Your mother taught you to say please and thank you. Yet too many leaders ask the wrong people to do the wrong things in the wrong way and then reward the wrong behaviors and outcomes. Not you. Not any more. Instead, start paving the way for others to succeed by putting foundational systems in place, assembling the right resources, saying please to the right people with clear charters, getting out of their way and then thanking them with the right balance of consequences.

Rex Conner has distilled parts of training and development guru Robert Mager’s thinking into a his book What if Common Sense was Common Practice in Business? In it he proposes approaches to training, developing and managing, five foundational systems and three core ideas:

1. The need for clear and objective language and approach (that all interpret the same) instead of fuzzy and subjective language and approach (open to different interpretations)

2. A “Skill, Will, Hill” approach to leadership. Skill – Ability and confidence. Will – Right balance of consequences. Hill – Remove obstacles.

3. Consistent people methodology across attracting, training, engaging, retaining, evaluating and promoting.

Those ideas can be further distilled into please and thank you leadership: paving the way, saying please, getting out of the way and saying thank you.

(Pave The Way)

Set others up for success by getting your foundational systems and resources in place and preparing a charter.

Foundational systems as described by Conner include 1) your “income” system, following the money: purchasing – contracting – billing – payment, 2) information systems, 3) decision-making, 4) work processes and 5) people performance. These provide the foundation for success on your request.

Get the human, financial and operational resources in place others will need to succeed.

Have a charter ready that lays out objectives and goals, context, resources, guidelines, accountability and consequences. (Make those objectives and goals SMARTER: Specific, Measurable, Achievable, Realistic, Time-Bound, Encouraging/Exciting, Rewarded.)

Please

Having paved the way, you’re ready to ask the right people in the right way.

The right people have the strengths required to get the work done, the motivation to do it well and fit with the rest of the organization. As Gallup explains, strengths are a combination of innate talent, learned knowledge and practiced skills. Motivation is about happiness and a combination of doing good for others, things they are good at and doing good for themselves. Fit is about how they work with those they need to work with on the task.

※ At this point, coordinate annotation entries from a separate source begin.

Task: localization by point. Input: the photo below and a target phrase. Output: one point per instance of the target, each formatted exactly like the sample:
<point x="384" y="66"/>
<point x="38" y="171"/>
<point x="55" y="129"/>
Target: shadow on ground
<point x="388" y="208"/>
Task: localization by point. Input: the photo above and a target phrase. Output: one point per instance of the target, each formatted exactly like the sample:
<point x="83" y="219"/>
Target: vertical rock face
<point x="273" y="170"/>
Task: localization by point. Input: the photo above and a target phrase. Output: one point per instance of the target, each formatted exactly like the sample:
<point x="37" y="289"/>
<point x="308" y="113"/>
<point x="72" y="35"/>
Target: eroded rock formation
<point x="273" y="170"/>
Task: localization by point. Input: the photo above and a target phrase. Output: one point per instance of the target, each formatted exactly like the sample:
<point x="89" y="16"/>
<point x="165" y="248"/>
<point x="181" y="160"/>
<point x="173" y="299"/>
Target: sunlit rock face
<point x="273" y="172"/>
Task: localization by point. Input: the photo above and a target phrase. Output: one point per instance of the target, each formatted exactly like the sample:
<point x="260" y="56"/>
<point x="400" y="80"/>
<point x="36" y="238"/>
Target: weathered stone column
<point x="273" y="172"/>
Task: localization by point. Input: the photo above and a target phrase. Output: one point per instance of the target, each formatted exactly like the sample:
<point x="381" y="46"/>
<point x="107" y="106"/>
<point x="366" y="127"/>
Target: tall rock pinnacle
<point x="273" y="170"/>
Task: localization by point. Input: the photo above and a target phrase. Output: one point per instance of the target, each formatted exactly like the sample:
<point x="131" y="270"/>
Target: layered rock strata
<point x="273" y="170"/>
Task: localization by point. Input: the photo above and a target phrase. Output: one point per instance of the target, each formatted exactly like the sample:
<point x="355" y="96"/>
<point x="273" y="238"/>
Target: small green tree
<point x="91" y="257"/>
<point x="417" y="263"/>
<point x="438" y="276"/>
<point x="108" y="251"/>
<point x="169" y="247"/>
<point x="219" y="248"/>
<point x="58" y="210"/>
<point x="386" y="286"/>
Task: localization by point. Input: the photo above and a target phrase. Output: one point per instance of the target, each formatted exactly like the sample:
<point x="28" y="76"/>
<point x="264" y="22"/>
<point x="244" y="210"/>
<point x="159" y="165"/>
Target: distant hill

Asking these people the right way is about chartering them. At a bare minimum, heed Conner’s advice and use clear and objective language that all will interpret the same way, avoiding fuzzy and subjective language open to different interpretations. Ideally, give them the full project charter you’ve prepared.

(Between Please And Thank You)

Having chartered others, stay out of their way. Of course you’re going to provide support – when they ask. Of course you’re going to remove obstacles. But let them do the job you asked them to do and resist the urge to distract them in your desire to “help”.

Thank You

Say thank you by providing positive consequences to desired behaviors and outcomes (and no negative consequences) and say no thank you by providing negative consequences to undesired behaviors and outcomes (and no positive consequences).

• Best case: Reward good and punish bad.

• Common slippages. Lack of reward for good or lack of punishment for bad.

• Counter productive: Punish good or reward bad.

We’ve all seen the unappreciated success or the people that “get away” with poor results, being late, treating others badly. We’ve seen people ostracized for speaking their minds or even given bonuses or raises after missing objectives.

These hurt all involved by discouraging the good and encouraging the bad and destroy leaders’ credibility for the next time around.

It’s too bad common sense isn’t common. Please start using it. Thank you.